Scientists in Korea develop way to classify AAV into 5 patient clusters
Clustering method may be more clinically relevant, researchers say
Researchers in Korea have developed a new system to classify ANCA-associated vasculitis (AAV) into clusters, and provided an algorithm that can be used for such classification in future clinical studies.
“This simple algorithm can incorporate any patient with atypical or nonspecific symptoms and can be easily modified to identify patients with a poor prognosis,” scientists wrote in their study “Antineutrophil cytoplasmic antibody-associated vasculitis classification by cluster analysis based on clinical phenotypes: a single-center retrospective cohort study,” which was published in Clinical Rheumatology.
AAV is caused by antibodies that stick to blood cells called anti-neutrophil cytoplasmic autoantibodies (ANCAs) that give the disease its name. The most common ANCAs target either proteinase 3 (PR3) or myeloperoxidase (MPO).
AAV is highly variable, with different experiences for each patient
AAV is a highly variable disease with different experiences for any two people with AAV. From a clinical perspective, this variability can complicate decisions about treatment and make it difficult to make an accurate prognosis.
The disease is divided into subtypes:Â microscopic polyangiitis (MPA), granulomatosis with polyangiitis (GPA), and eosinophilic granulomatosis with polyangiitis (EGPA). However, “overlapping clinical phenotypes of AAV subgroups continually provoke controversies over their diagnostic and classification criteria.”
In this study, a team of scientists at Yonsei University College of Medicine, in South Korea, set out to identify more clinically relevant groupings of AAV.
To do this, the scientists conducted a clustering analysis. Basically, they used sophisticated algorithms to identify groups of patients living with AAV, who were similar based on a certain set of characteristics. Specifically, the analysis included data on age, sex, ANCA status, and AAV severity as measured by the Birmingham Vasculitis Activity Score.
“Even if a patient does not present all the matching phenotypes [characteristics] described in a specific cluster, they can still be a member of the cluster if it is their ‘closest’ cluster,” the researchers wrote. “In other words, a patient is assigned to the most similar cluster based on the clustering variables.”
The analysis used data on 210 people who had been diagnosed with AAV at Yonsei University between 2000 and 2020. Among the patients, 115 had MPA, 53 had GPA, and 42 had EGPA. The median age at diagnosis was 59 years and about a third of the patients were men.
The analysis resulted in five clusters of patients. One cluster, dubbed “generalized PR3-ANCA vasculitis,” included mostly patients positive for ANCAs against PR3, and who had disease affecting many parts of the body. Another cluster, “generalized MPO-ANCA vasculitis,” similarly showed widespread disease involvement throughout the body, but was characterized mostly by patients with ANCAs against MPO.
A third cluster, “limited PR3-ANCA vasculitis,” had mostly patients with ANCAs against PR3 who had symptoms only affecting the ear, nose, and throat. The fourth cluster, “ANCA-negative vasculitis,” included mostly patients who didn’t have detectable ANCAs, while the fifth cluster, “renal-limited vasculitis,” had a high frequency of kidney damage.
No significant differences in all-cause mortality rates between the 5 clusters
Statistical analyses did not show significant differences in all-cause mortality rates between these five clusters, though the researchers noted mortality rates tended to be higher among the two “generalized” clusters. The highest rate of end-stage renal disease was seen in the “renal-limited vasculitis” cluster.

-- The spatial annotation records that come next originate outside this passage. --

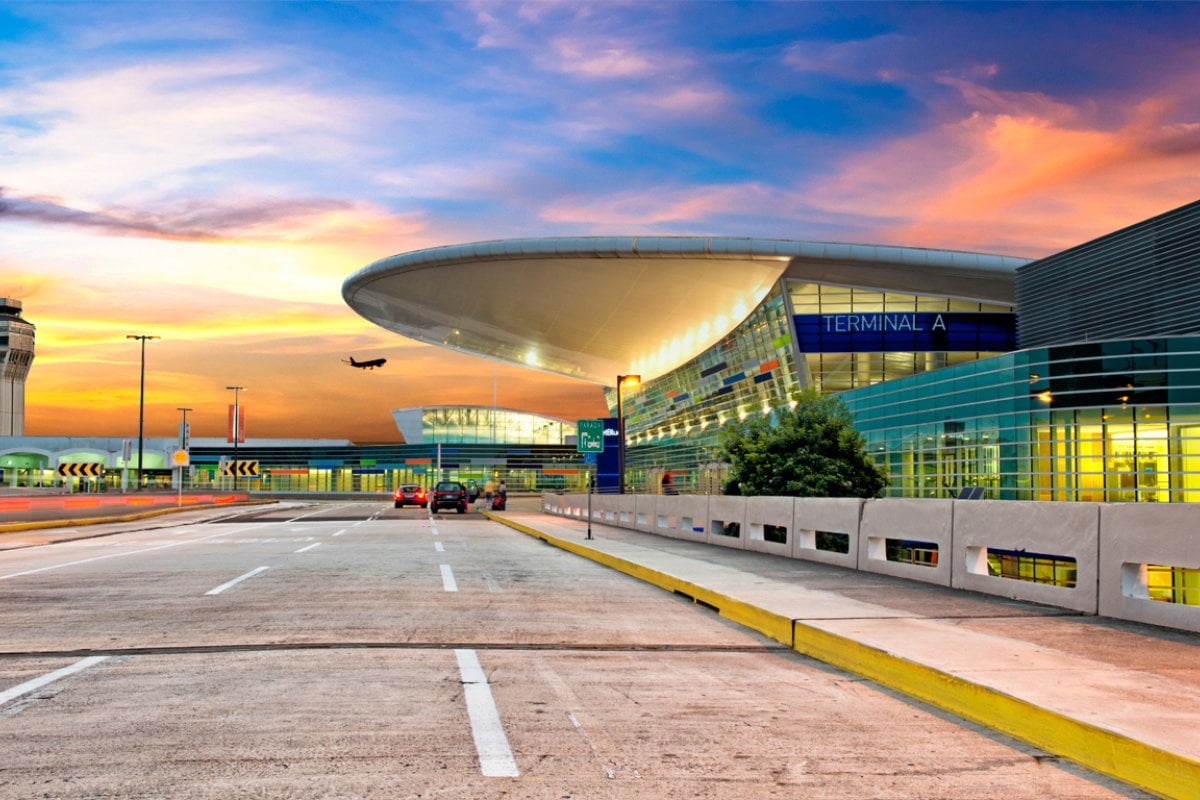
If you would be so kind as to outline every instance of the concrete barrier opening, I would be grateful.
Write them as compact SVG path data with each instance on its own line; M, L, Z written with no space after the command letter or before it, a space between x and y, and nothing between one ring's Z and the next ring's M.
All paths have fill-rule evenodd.
M750 539L760 542L787 543L787 525L750 523Z
M1069 555L1028 553L1021 549L1008 551L995 547L968 547L966 567L974 575L1042 583L1064 589L1074 589L1079 577L1079 565Z
M898 564L916 566L937 566L937 542L922 542L914 539L878 539L871 537L870 558L878 558L882 542L883 558Z
M709 530L715 536L728 536L731 539L742 537L740 522L725 522L724 519L714 519Z
M1200 570L1165 564L1146 565L1146 595L1151 600L1200 606Z

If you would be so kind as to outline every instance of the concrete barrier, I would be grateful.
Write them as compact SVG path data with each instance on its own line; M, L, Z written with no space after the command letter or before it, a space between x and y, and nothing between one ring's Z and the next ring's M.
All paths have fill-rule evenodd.
M1094 503L955 500L950 585L1094 614L1099 522Z
M792 558L857 570L864 503L858 498L797 498Z
M792 558L796 498L746 498L745 549Z
M1200 504L647 494L592 503L593 522L617 528L1200 632ZM542 510L584 519L587 494L542 495ZM782 529L786 542L772 541ZM847 552L829 548L838 540L828 536L818 547L822 533L845 536Z
M634 524L631 525L634 530L640 530L643 534L655 533L654 515L658 504L659 495L656 494L634 495Z
M708 495L664 494L654 504L654 533L707 542Z
M745 549L746 498L710 495L704 528L709 545Z
M868 500L859 524L858 569L950 585L954 500Z
M1182 570L1193 572L1186 576ZM1100 506L1100 614L1200 633L1196 571L1200 506ZM1171 596L1176 602L1164 602ZM1180 602L1184 599L1192 604Z

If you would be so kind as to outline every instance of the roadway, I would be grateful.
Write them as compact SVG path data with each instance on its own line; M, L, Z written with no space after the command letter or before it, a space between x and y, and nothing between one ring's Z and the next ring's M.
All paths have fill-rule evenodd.
M4 798L1150 796L478 513L34 536L0 534Z

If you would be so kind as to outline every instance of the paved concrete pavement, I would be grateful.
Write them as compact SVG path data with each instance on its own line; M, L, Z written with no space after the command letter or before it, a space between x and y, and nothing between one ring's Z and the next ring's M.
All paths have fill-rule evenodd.
M526 499L486 513L930 705L1162 796L1200 800L1195 634L599 523L589 541L586 521L536 507ZM62 524L0 527L0 549L128 530Z
M524 510L496 521L799 652L1168 798L1200 799L1200 637Z

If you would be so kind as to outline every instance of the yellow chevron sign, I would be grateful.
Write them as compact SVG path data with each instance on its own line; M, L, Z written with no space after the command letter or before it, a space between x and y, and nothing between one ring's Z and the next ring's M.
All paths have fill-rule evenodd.
M59 464L59 475L62 477L100 477L103 474L104 465L95 461Z

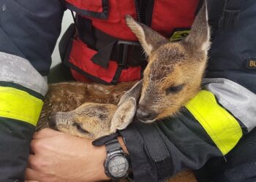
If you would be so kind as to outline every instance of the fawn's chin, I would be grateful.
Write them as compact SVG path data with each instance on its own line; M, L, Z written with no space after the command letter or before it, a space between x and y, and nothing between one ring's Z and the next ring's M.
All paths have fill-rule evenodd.
M141 120L140 119L139 119L139 120L143 123L152 123L154 122L154 121L157 120L157 119L154 119L152 120L146 120L146 121L143 121L143 120Z

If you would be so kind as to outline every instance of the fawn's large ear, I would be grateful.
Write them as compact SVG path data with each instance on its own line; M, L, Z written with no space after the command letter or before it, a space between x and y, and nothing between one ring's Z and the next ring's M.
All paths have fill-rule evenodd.
M127 25L139 39L147 55L168 41L149 27L135 21L130 15L126 15Z
M125 129L132 122L136 110L136 100L134 98L129 98L119 105L112 118L110 133Z
M123 95L123 96L121 96L121 98L120 98L118 106L121 105L127 99L129 98L134 98L136 102L138 102L140 97L142 84L143 84L143 79L141 79L140 82L136 83L130 90L126 92Z
M206 1L195 19L190 33L182 41L191 50L208 51L210 48L210 27L208 24Z

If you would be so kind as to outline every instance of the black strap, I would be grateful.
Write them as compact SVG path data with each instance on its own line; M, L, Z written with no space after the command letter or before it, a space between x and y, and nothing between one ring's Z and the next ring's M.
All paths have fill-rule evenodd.
M79 38L85 42L89 47L95 50L95 36L92 21L90 19L77 16L77 28Z
M82 19L85 21L86 18ZM86 22L89 23L88 20ZM108 68L110 60L116 60L124 67L141 66L144 68L146 66L146 58L138 41L119 40L93 27L86 28L84 27L86 24L83 22L78 25L79 38L89 47L97 51L91 58L94 63L105 68Z
M118 133L116 132L109 135L100 137L92 142L94 146L102 146L107 142L116 138L119 135Z
M219 21L219 27L231 30L239 23L240 12L245 0L225 0L222 16Z

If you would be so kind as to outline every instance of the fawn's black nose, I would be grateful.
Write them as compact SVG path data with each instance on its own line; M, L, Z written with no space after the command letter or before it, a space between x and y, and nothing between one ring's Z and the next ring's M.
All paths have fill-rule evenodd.
M157 116L157 114L152 111L147 109L145 106L139 106L139 108L137 110L137 117L143 122L151 122Z
M51 129L57 130L56 127L56 115L52 114L49 116L49 122L48 122L49 127Z

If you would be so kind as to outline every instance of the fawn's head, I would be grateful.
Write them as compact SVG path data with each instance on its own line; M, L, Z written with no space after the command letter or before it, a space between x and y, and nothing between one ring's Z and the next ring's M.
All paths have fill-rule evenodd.
M170 116L199 91L210 47L206 4L190 33L170 42L146 25L126 17L148 56L137 116L144 122Z
M132 121L136 108L134 98L126 99L118 106L86 103L72 111L52 114L49 126L75 136L96 139L126 128Z

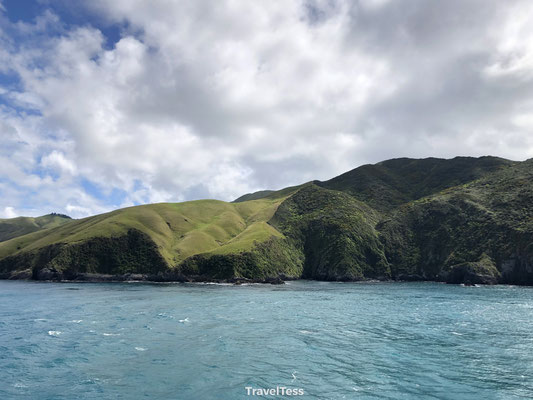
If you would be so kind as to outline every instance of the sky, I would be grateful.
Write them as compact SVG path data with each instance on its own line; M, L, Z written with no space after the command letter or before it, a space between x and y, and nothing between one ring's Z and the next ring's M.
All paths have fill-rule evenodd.
M533 157L530 0L0 0L0 218Z

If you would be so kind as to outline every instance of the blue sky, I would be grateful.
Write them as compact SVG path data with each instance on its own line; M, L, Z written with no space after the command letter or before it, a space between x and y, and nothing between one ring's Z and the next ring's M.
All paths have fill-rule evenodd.
M527 0L0 5L0 218L533 157Z

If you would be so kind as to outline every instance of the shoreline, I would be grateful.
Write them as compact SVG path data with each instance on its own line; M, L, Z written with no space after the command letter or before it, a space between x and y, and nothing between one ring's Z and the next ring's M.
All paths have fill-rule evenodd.
M10 276L0 275L0 280L4 281L29 281L29 282L51 282L51 283L147 283L147 284L165 284L165 283L192 283L192 284L220 284L220 285L249 285L249 284L270 284L283 285L286 282L305 280L315 282L335 282L335 283L411 283L411 282L431 282L442 284L455 284L465 287L480 287L480 286L496 286L496 285L512 285L512 286L531 286L512 282L495 282L495 283L471 283L471 282L446 282L438 279L359 279L359 280L323 280L310 279L303 277L268 277L264 279L250 279L250 278L229 278L229 279L213 279L202 276L179 276L174 275L149 275L149 274L122 274L122 275L107 275L107 274L89 274L78 273L75 276L63 276L60 274L52 276L33 276L29 271L26 273L11 274Z

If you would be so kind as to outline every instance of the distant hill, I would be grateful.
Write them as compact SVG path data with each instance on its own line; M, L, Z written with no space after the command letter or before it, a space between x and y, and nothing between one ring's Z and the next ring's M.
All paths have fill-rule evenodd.
M533 160L400 158L233 203L151 204L13 231L0 276L533 285L532 221Z
M41 229L54 228L71 220L67 215L48 214L42 217L0 219L0 242L26 235Z

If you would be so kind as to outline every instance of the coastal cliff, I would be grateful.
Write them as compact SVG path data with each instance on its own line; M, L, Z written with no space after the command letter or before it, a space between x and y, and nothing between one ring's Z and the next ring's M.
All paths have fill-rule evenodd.
M3 220L0 278L532 285L532 217L533 160L395 159L233 203Z

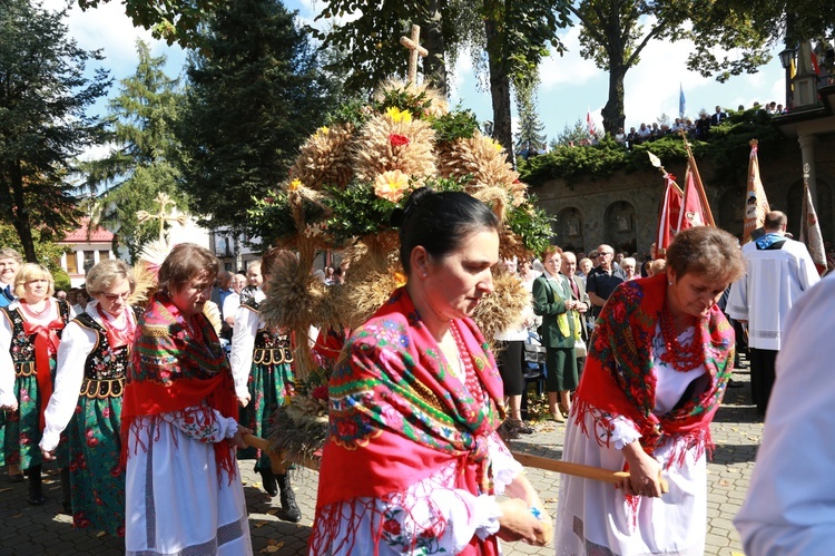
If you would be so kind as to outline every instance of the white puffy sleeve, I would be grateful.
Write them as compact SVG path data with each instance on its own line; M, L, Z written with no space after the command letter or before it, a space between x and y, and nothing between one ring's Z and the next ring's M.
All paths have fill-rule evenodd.
M55 450L60 435L67 428L78 404L78 394L85 378L87 357L96 347L96 332L70 322L63 329L58 345L58 367L55 389L45 411L46 428L40 441L41 449Z
M255 335L258 333L261 315L244 305L238 306L235 313L235 325L232 334L232 375L235 380L235 394L238 398L248 396L249 370L253 365L253 350L255 349Z
M14 361L11 359L11 322L0 312L0 406L14 406Z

“Based on these results, we proposed a new patient assignment process … to classify patients into one of the five clusters,” the scientists wrote.
They constructed a mathematical algorithm that could be used to assign individual patients into one of these five clusters. They showed it could accurately identify more than 80% of the patients in this analysis.
The team noted that this study was limited to an analysis of patients at a single institution and by a limited follow-up period, so further work is needed to validate the clustering algorithm in broader groups of patients.